The economic value of the public mega projects executed by the military has come under harsh scrutiny. For example, the military engineers financially mismanaged the Suez Canal’s extension project, as its high cost drained the country’s reserve of foreign currency. The Egyptian Central Bank suffered a crisis of dollar shortage as a result, and its head was sacked after asserting that the project consumed huge quantities of his bank’s foreign currency to be unnecessarily completed in a short period. Moreover, despite the regime’s ambitious promises of sizable increases, the Canal’s annual revenue declined as soon as the extension opened, due to slower international trade. It dropped from $5.46 billion in 2014 to $5 billion in 2016. The potential contribution of other mega projects managed by military engineers, such as the “New Administrative Capital,” to economic growth are similarly questioned. Economist Galal Amin asserts that they are merely real estate investments, rather than long-term economic development ventures, mostly funded by oil money and serving the upper classes in a “hungry country.” 

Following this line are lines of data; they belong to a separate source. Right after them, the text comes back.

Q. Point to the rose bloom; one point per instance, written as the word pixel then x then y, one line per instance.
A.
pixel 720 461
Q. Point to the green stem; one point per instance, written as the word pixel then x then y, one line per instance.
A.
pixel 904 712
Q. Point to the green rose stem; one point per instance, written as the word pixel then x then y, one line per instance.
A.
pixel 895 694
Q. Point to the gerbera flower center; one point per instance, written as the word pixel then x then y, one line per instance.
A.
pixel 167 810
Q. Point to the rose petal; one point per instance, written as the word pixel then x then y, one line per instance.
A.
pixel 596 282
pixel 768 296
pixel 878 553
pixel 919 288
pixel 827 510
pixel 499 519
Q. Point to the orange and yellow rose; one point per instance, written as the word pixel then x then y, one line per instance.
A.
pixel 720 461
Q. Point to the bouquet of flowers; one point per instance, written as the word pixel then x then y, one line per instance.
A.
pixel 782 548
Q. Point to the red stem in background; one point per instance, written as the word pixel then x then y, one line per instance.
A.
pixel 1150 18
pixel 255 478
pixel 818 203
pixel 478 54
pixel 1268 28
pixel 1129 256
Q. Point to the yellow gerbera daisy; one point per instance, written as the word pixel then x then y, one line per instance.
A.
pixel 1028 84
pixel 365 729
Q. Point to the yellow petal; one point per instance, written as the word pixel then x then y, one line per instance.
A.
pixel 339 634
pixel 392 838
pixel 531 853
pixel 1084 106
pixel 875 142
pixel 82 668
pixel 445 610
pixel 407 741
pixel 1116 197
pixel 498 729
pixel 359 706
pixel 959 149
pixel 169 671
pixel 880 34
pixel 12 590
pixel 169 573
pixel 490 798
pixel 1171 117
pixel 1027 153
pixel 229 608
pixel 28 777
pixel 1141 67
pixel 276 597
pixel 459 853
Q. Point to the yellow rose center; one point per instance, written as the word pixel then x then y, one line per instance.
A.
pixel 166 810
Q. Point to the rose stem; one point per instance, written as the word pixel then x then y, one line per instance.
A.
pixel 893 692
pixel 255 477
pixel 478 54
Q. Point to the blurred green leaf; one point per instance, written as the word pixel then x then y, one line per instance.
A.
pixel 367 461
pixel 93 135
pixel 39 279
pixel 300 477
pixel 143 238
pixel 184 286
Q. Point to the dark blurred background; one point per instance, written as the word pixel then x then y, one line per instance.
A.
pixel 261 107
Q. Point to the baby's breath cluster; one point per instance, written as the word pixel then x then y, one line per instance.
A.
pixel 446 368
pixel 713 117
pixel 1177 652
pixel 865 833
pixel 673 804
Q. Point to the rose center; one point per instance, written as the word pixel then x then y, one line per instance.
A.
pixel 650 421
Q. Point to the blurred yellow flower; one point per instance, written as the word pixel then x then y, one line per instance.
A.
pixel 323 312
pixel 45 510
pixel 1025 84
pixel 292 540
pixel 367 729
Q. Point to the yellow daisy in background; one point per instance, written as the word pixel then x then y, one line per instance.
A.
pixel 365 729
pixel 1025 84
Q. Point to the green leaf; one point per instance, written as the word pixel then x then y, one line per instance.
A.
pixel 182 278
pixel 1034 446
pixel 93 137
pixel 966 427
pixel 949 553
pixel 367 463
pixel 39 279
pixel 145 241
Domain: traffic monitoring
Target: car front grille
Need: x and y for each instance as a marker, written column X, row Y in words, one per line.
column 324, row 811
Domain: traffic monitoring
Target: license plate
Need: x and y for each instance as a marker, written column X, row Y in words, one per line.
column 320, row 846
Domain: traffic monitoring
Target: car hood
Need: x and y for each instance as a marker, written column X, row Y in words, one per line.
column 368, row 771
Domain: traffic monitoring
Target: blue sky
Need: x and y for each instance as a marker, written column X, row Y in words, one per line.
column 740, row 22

Al-Sisi will win another presidential term in this month’s election. Along with other generals and ex-generals in the military ruling elite, it seems unlikely that the current economic policies will change. Since they have not worked well during his first term, it is doubtful that Egypt’s increasing economic dilemmas could be resolved in the foreseeable future.
 For detailed info on the military business empire see: Zeinab Abul-Magd, Militarizing the Nation: The Army, Business, and Revolution in Egypt, New York, Columbia University Press, 2017, ch.3.
 Galal Amin, “Tanmiya Iqtisadiyya am Tanmiya ‘Aqariyya,” al-Shorouk, 14 April 2015; Raniya Badawi, “Galal Amin Ustadh al-Iqtisad bi-l-Jami‘a al-Amrikiyya: Tajdid al-Khitab al-Dini fi Balad Ja’i‘ Madya‘a li-l-Waqt,” al-Masry al-Youm, 5 May 2015.